In its Press release of June 10, 2013, the bank reported that “the foreign reserve cover fell from 19 weeks of imports as at March to 16 weeks at the end of June”. And by the end of September it noted that up to the end of August, “the foreign exchange reserves declined to $1 billion, a fall of $447 million since December 2012.”
Back in June the bank had said we would need close to half a billion Barbados dollars worth of foreign exchange inflows to keep pace with the previous year, when over $600 million came in. But some people said it wasn’t only a matter of the investment not coming in, but a lot of money flowing out, too, due to lack of confidence in the returning administration.

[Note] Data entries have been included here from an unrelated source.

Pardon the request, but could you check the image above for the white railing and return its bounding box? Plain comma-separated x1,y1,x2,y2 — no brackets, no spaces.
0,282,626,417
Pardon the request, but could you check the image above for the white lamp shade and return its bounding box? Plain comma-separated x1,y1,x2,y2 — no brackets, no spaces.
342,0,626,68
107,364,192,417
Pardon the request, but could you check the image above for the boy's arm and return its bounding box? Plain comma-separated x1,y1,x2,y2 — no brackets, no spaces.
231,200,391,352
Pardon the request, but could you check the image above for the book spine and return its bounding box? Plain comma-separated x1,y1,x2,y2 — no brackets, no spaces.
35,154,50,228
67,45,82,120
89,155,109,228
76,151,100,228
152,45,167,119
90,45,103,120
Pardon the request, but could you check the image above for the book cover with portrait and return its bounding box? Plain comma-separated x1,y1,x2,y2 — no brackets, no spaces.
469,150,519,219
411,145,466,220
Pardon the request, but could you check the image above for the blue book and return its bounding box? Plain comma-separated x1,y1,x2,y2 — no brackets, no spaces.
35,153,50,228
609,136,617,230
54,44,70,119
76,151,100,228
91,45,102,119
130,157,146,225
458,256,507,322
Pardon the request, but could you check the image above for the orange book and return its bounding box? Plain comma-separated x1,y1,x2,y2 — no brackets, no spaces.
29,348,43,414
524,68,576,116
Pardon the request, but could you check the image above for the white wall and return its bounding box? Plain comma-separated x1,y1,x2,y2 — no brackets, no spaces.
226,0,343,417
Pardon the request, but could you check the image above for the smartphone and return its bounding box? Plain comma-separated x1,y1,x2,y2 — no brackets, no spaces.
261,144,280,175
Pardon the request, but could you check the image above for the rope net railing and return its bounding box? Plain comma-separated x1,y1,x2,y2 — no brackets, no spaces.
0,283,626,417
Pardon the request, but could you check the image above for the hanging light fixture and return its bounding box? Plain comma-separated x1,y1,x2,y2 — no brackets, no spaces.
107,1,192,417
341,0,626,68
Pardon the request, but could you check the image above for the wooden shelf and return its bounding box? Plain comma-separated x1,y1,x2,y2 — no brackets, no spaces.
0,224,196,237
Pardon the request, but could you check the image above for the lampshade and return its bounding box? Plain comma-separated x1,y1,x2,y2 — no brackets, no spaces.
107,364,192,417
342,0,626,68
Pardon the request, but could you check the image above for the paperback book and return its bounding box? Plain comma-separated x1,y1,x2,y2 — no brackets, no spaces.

Today, that administration, which announced that thousands of layoffs from the public service would begin in mid-January, finds itself in an almost impossible predicament. It is now being forced by its potential lenders to carry out the policies it has arrogantly shrugged off year after year, including scaling back the public sector it so generously increased over the years as it attempted to “hold hands” with as many voters in needs of jobs as it could, at the taxpayers’ expense.
It will not be allowed to stop there. With the possibility of a devaluation, in my humble opinion, now very real, the out-of-cash and out-of-ideas administration of Freundel Stuart will be forced to go into a deep restructuring of the public service institutions which cost so much to subsidize in one way or another.
All those statutory corporations and 100 per cent-owned Government companies which consume in outsize proportions all those borrowed dollars through transfers and subsidies.
Hiving these off to the private sector seems to be a pet project of the IMF, as it goes for them in every staff report I have read, in good times and bad. Now that times are so bad, Mr Stuart’s Government will have no choice.
He will therefore have to do everything he accused the Barbados Labour Party of wanting to do were it to have won the elections of 2013. It is an irony that won’t be lost on the electorate, when its turn to have a say in the matter finally comes round once again.
And that is why I think it it tragic, because had the Dems not cast the main issues of the election in a good versus evil light, we could have had a debate on just how far we needed to go and how best to achieve the basic goal of reviving the economy by getting the state out of commercial matters as much as possible, and replacing its direct participation with effective regulatory controls.
Instead they sang lullabies to the populace, encouraging them not to open their eyes. and warned them about the bogeymen of privatization and job losses comprising the terrible secret agenda of the Bees.
Half a billion dollars in lost foreign exchange reserves later, and now that the country has no choice but to implement some tougher and maybe heartless versions of these ideas, it is ironic that it will be the Dems who have to do the implementing. But it is also frightening because instead of a scalpel we are likely to be shown a sharp cutlass, as the real implementing agency will be the IMF.